GorillaTrades spent over $5 million on ads last year alone and is well known to most investors who watch cable television. The $600 annual service offers stock picks via its use of certain technical indicators. Subscribers love the service, but is the service really worth your money?
BusinessWeek found through its research that the service performed well below the overall market.
How the service runs: Every evening the Gorilla stockpicker sends out an e-mail recommending stocks to buy or sell short, along with a commentary on that day’s stock market. Recent picks like Fiserv (FISV) and Trident Microsystems (TRID) have both returned double digit losses this year. On the positive side though First Data and McDermott Internation (MDR) both have realized nice gains.
How easy is it though? Can you just open your email box, write down a ticker, buy it the next morning, then watch the stock soar? Data available from the site is hard to assess, and like any service promoting their own work they are going to make sure they look good, not bad. If the stock picking ape can’t beat out the S&P500, I say you are better off buying exchange traded funds (ETFs) that track the overall market, SPY and QQQQ for example.
Technical analysis is the basis of the service, and fundamentals are not taken into consideration at all. There are 14 different indicators put to use, 12 of which are known to everyone, 2 remain undisclosed to only Gorilla.
One way the service works is you buy based on a “trigger” price which is released in the newsletter. So say a stock is at $14.00 a share, the trigger price may be $14.50. Once a stock hits its trigger price it is then added to the Gorilla portfolio and monitored performance wise there on out. From the article, “A BusinessWeek analysis of this data is revealing: If you invested $1,000 in all 311 gorilla picks that triggered in 2006, you would have lost $1,051.25. That’s a 0.3% loss in a year the market benchmark S&P 500 rose 12.8%. In 2005 the same portfolio would have returned 1.55%, while the S&P 500 was up 3.01%. The portfolio has returned 2.13% so far in 2007, while the S&P 500 is up more than 7%.”
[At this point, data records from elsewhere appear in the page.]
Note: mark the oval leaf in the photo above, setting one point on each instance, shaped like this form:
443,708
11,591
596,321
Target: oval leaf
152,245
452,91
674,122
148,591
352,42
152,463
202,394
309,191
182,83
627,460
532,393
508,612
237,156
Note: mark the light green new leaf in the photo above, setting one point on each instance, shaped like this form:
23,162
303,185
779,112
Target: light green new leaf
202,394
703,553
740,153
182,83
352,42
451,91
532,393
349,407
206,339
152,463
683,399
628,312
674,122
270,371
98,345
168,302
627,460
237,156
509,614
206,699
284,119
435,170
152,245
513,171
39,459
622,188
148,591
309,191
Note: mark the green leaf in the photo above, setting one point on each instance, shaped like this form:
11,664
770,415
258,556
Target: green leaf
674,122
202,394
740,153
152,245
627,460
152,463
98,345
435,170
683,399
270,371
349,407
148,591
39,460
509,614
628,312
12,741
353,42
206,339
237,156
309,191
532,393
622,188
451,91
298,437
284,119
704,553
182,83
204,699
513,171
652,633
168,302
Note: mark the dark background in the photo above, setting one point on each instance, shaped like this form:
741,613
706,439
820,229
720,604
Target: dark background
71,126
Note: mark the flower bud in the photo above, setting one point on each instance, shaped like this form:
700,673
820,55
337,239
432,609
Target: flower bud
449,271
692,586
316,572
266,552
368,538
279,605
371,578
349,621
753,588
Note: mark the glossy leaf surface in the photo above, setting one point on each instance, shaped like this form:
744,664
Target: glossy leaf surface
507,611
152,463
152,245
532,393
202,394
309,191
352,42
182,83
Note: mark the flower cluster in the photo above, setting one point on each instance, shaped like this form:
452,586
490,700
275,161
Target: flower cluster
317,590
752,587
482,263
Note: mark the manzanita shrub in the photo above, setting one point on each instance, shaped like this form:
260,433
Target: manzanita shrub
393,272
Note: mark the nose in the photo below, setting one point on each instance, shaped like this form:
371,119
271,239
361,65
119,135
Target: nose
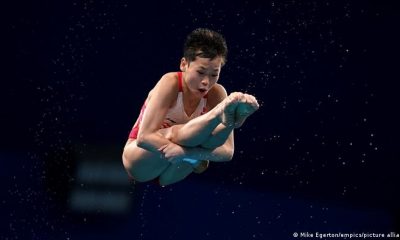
205,81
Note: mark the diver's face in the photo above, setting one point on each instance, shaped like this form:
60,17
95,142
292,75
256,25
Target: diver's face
201,74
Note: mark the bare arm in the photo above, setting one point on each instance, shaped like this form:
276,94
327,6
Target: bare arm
162,96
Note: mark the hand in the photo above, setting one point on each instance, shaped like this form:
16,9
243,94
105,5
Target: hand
172,152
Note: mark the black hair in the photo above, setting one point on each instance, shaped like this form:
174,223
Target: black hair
205,43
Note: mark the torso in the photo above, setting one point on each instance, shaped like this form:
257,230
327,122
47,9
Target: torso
180,112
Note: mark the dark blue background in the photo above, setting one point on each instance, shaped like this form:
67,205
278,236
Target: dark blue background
321,154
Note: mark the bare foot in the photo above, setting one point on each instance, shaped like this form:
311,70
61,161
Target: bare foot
226,109
247,105
201,167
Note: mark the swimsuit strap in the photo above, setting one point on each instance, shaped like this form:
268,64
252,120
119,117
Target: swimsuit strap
180,81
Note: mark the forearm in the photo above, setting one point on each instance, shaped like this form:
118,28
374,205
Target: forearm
220,154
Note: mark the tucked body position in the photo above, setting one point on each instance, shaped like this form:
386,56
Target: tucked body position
187,119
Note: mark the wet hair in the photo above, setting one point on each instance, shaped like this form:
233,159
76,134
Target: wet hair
205,43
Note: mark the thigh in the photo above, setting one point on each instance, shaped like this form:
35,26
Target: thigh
175,173
143,165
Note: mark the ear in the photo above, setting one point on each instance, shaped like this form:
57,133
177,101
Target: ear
184,64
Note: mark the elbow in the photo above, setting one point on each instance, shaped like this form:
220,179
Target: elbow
228,154
141,141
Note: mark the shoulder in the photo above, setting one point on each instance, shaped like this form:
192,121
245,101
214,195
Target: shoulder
216,94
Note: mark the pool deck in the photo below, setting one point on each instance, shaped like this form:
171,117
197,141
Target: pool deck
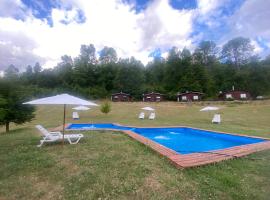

So can we trust the Gorilla?
The article went on to illustrate how most customers are happy with the service overall. Amateur traders especially are more easily excited about gains then they are losses, which may help them stick around even though they lose the majority of times. Some facts about the service taken from founder Ken Berman:
- 70% of subscribers renew each year
- Ken recommends those with less than $25,000 shouldn’t utilize the service
- A big argument is Ken asks, “how much is education worth?”
The service’s daily market recaps are apparently pretty popular too as one customer in the article stated the recaps are his favorite part.
So how much is education really worth? I say it is priceless, and I think Ken has a valid argument here though it can go either way. When I lost over $70,000 by holding a biotech that didn’t receive FDA approval I was torn, but it was a $70,000 lesson that still sticks with me today. I have become a better trader because of it, and it is only a matter of time before it pays itself off. The question should really be, “is $600 a year going to pay itself off for you?”
Thoughts to Consider about the Service
When you compare the Gorilla to someone like Dan Zanger, it is a night and day difference. Dan has a world record, an insane track record, and his service has proven itself time and time again unlike GorillaTrades. What Gorilla has is a phenomenal marketing campaign and service that really makes trading light hearted and fun, and as a result they have a huge following.
The service itself costs $600 a year, and the big bottom line question is a personal one, how much value does it have for you? Ken argues education and has a good point. You may be an amateur and to have access to tons of data and ideas could help you substantially over the course of a year versus say a $600 one week seminar on the basics of trading. Some subscribers I am sure found great success because they can sort through the picks themselves; they don’t buy every recommendation.
Does it matter that GorillaTrades can’t beat the overall market? It all depends on what angle you are coming from. The get rich quick investor is going to be in that 30% unsubscribing at the end of this year, whereas the “I am here to learn” investor may very well be back for more.
One thing is for sure, whether you love or hate the Gorilla, he is here to stay. Is the Gorilla in you?